Background and history
The Swedish Biodiversity Centre (CBM) was created at the order of the Swedish Parliament to enable Sweden to meet the requirements of the Convention on Biological Diversity.
In June 1992, the UN organized the “Earth Summit”, a major international conference in Rio de Janeiro on Environment and Development. The conference attracted thousands of participants from 115 countries to discuss solutions to climate change, over-exploitation of natural resources, poverty, habitat degradation and loss of plants and animals. The Convention on Biological Diversity was one of several results from the Rio Conference. To meet the requirements of the Convention on Biological Diversity, the Swedish parliament ordered Swedish University of Agricultural Sciences (SLU) and Uppsala University to establish a national center for biodiversity (CBM) in 1994. CBM started its operations in the autumn of 1995 and subsequently implemented a number of major research and collaborative programs. CBM has also initiated unique joint projects together with Swedish authorities, as part of the implementation of the Convention on Biological Diversity. Examples include the Programme for Cultivated Diversity (POM), SwedBio, SeedNet and Naptek. Several of these programs today continue with other organisations.

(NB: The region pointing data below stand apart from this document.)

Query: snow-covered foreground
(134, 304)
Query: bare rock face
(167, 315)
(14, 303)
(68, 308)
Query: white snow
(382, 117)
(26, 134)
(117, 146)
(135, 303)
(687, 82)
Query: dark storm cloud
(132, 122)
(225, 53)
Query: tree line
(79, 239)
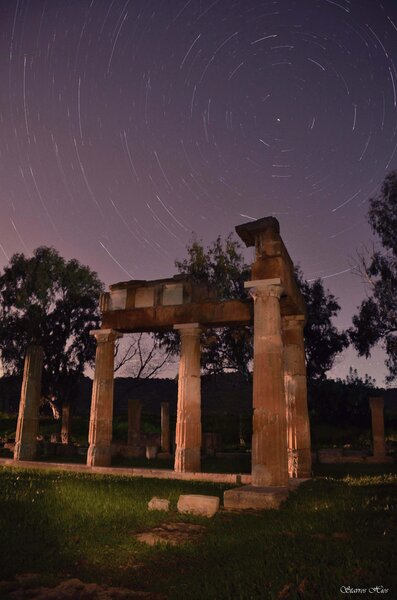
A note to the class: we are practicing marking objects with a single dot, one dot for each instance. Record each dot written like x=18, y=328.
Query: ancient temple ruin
x=281, y=434
x=275, y=308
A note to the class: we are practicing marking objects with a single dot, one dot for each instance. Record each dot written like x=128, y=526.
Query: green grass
x=337, y=529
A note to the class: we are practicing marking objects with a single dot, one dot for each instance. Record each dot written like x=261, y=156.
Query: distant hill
x=222, y=394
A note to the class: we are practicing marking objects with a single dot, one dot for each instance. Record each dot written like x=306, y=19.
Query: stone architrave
x=66, y=423
x=188, y=424
x=134, y=422
x=269, y=436
x=295, y=383
x=28, y=417
x=101, y=417
x=378, y=427
x=165, y=427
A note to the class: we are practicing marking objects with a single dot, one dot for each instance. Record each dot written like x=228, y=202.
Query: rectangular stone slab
x=254, y=497
x=196, y=504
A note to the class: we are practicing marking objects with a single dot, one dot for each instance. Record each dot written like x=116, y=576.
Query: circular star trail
x=127, y=125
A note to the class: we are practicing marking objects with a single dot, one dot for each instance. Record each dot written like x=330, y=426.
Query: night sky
x=127, y=125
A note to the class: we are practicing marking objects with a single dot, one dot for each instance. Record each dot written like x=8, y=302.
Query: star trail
x=125, y=126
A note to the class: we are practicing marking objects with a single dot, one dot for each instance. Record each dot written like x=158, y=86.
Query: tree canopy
x=376, y=321
x=51, y=302
x=323, y=341
x=222, y=265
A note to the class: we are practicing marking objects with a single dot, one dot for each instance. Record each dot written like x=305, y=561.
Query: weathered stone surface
x=101, y=416
x=28, y=417
x=269, y=430
x=298, y=426
x=171, y=533
x=254, y=497
x=134, y=421
x=165, y=427
x=196, y=504
x=188, y=423
x=159, y=504
x=378, y=427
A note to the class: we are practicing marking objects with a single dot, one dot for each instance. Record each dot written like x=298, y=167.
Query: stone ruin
x=276, y=309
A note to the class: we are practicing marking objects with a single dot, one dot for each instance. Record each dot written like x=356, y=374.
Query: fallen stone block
x=196, y=504
x=159, y=504
x=250, y=497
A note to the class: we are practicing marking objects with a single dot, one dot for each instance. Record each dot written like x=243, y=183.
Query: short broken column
x=378, y=427
x=134, y=421
x=101, y=416
x=28, y=416
x=165, y=427
x=298, y=426
x=269, y=437
x=188, y=424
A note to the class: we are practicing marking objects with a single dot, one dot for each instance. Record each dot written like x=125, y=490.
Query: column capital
x=265, y=287
x=292, y=321
x=105, y=335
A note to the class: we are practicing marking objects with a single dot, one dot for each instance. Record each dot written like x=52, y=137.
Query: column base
x=250, y=497
x=25, y=451
x=187, y=460
x=99, y=456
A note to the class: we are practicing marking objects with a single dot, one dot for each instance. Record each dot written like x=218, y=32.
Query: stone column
x=28, y=416
x=188, y=424
x=165, y=427
x=134, y=421
x=295, y=383
x=378, y=427
x=66, y=423
x=101, y=417
x=269, y=437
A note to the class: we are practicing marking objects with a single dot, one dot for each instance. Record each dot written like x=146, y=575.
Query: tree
x=223, y=267
x=141, y=357
x=376, y=321
x=343, y=401
x=51, y=302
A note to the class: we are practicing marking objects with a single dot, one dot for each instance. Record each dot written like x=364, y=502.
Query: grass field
x=338, y=529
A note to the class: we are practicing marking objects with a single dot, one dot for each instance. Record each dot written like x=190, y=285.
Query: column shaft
x=188, y=425
x=101, y=417
x=66, y=423
x=295, y=383
x=134, y=421
x=165, y=427
x=269, y=438
x=378, y=426
x=28, y=416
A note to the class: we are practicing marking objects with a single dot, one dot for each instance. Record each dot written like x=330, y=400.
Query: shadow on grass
x=337, y=529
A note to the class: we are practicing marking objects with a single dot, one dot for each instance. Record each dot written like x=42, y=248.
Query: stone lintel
x=262, y=283
x=250, y=497
x=292, y=318
x=105, y=332
x=186, y=326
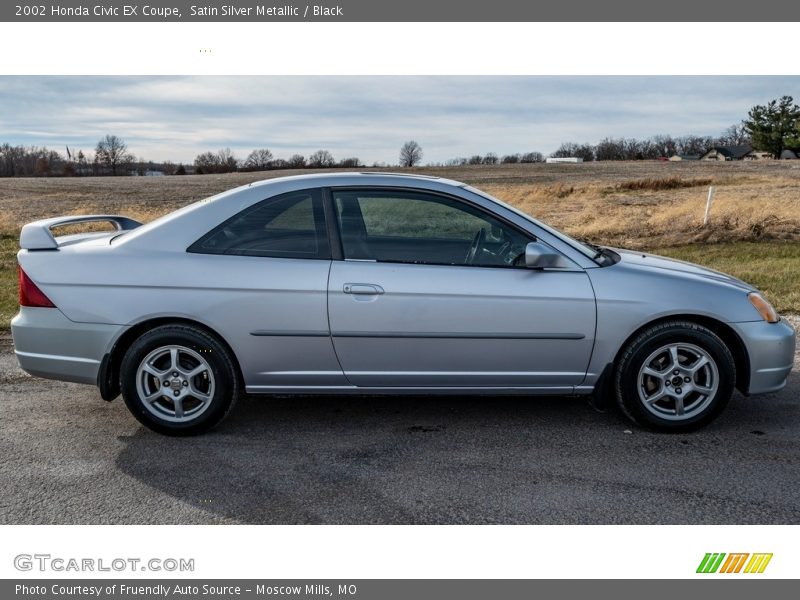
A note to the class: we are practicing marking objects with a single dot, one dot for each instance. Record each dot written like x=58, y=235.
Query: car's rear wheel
x=178, y=380
x=675, y=376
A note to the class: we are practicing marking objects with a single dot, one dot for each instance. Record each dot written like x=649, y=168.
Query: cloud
x=370, y=117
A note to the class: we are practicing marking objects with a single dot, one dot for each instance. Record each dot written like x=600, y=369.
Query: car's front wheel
x=178, y=380
x=675, y=376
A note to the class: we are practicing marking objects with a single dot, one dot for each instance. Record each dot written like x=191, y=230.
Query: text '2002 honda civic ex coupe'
x=381, y=284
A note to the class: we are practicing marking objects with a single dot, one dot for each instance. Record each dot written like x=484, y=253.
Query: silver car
x=370, y=283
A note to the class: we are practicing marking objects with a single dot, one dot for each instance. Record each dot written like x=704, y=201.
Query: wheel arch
x=725, y=332
x=108, y=376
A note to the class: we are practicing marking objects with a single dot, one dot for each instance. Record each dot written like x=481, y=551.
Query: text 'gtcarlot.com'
x=47, y=562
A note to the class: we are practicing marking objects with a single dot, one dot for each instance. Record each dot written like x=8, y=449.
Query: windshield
x=587, y=250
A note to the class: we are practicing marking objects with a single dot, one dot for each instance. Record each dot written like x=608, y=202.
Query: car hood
x=661, y=263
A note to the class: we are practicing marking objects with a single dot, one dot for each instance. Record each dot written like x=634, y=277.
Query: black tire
x=217, y=382
x=633, y=386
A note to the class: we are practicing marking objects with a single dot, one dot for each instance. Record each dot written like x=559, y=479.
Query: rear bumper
x=770, y=347
x=47, y=344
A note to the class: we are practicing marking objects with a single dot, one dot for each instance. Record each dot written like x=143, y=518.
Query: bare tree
x=321, y=159
x=410, y=154
x=227, y=160
x=258, y=160
x=529, y=157
x=296, y=161
x=112, y=151
x=735, y=135
x=350, y=163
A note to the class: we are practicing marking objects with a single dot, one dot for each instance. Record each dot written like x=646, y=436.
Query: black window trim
x=322, y=229
x=360, y=188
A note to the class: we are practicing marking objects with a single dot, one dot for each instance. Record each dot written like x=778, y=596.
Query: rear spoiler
x=37, y=235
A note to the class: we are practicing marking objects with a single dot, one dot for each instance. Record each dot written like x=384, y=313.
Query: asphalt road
x=68, y=457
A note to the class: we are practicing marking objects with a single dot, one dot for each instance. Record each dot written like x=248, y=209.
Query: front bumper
x=47, y=344
x=770, y=347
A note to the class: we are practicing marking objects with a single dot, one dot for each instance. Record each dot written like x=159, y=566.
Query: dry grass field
x=754, y=232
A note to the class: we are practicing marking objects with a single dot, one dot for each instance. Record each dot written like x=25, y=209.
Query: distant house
x=727, y=152
x=758, y=155
x=569, y=159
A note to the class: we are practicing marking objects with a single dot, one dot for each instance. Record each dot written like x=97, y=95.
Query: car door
x=265, y=276
x=432, y=293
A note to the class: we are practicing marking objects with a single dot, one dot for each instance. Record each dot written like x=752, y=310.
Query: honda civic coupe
x=371, y=283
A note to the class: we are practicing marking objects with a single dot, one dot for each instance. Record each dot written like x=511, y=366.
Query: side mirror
x=540, y=256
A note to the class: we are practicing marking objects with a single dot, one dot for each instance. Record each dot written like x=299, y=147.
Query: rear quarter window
x=287, y=226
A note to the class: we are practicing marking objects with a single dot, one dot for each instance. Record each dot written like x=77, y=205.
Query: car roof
x=361, y=178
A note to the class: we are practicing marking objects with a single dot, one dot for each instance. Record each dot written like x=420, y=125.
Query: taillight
x=30, y=295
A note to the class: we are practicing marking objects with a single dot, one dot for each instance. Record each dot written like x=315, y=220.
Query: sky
x=177, y=117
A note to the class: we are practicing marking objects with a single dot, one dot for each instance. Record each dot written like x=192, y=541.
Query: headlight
x=763, y=307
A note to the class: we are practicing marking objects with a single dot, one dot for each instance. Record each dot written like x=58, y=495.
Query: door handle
x=362, y=289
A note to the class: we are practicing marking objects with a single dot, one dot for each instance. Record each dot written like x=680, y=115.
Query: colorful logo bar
x=737, y=562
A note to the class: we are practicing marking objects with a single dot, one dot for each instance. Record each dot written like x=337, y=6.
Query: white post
x=708, y=204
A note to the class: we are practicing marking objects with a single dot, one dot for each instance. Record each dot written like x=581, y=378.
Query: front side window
x=288, y=226
x=417, y=227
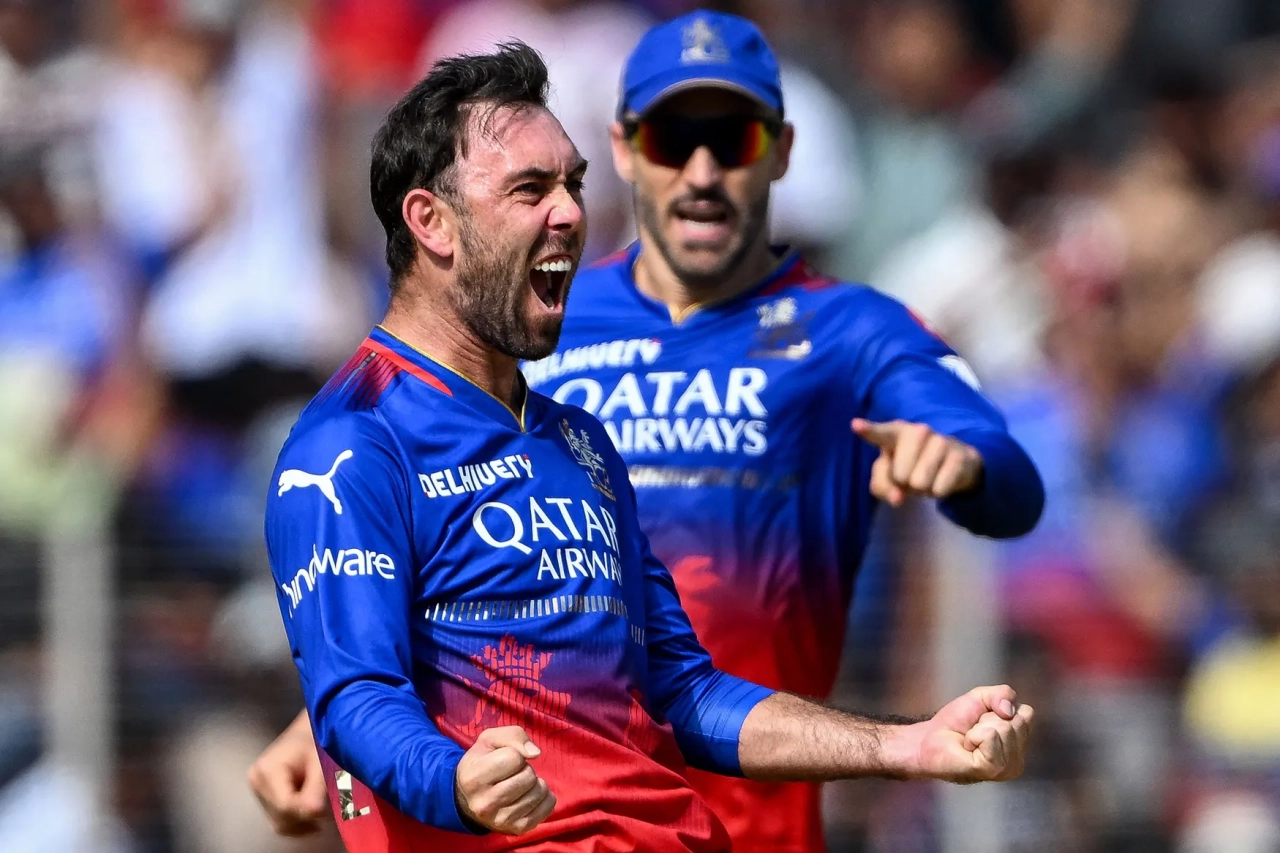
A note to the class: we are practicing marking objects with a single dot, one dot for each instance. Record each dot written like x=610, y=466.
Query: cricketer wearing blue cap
x=763, y=411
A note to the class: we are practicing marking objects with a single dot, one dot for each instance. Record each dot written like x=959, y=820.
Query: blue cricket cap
x=695, y=50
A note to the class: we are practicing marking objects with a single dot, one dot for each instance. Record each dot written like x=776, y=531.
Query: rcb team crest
x=580, y=446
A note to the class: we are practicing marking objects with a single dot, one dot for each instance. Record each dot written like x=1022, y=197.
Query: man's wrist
x=900, y=749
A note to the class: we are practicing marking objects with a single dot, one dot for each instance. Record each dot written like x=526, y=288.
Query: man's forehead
x=508, y=140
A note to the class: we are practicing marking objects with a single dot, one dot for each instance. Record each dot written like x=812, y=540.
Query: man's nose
x=567, y=213
x=703, y=170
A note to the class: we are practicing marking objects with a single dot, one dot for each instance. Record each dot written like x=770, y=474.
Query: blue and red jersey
x=447, y=565
x=490, y=568
x=735, y=425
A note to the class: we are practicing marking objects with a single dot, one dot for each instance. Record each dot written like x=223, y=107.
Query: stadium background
x=1082, y=195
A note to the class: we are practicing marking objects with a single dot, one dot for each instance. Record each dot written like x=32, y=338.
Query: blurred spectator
x=973, y=276
x=912, y=60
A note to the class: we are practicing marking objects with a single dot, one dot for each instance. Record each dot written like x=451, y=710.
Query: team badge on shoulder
x=782, y=332
x=580, y=446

Transdisciplinarity has been and is a main approach. That means interdisciplinarity combined with knowledge from actors outside academia. Since 2011 the humanities and social science perspectives have however been even more strengthened. Thus bringing in more strongly anthropology, law, planning, policy implementation, historical ecology, ethics, ecosystem services.
From the 1 January 2019 the responsibility for CBM falls solely under the authority of the Swedish University of Agricultural Sciences (SLU).
From 1 February, Håkan Tunón is Director of CBM.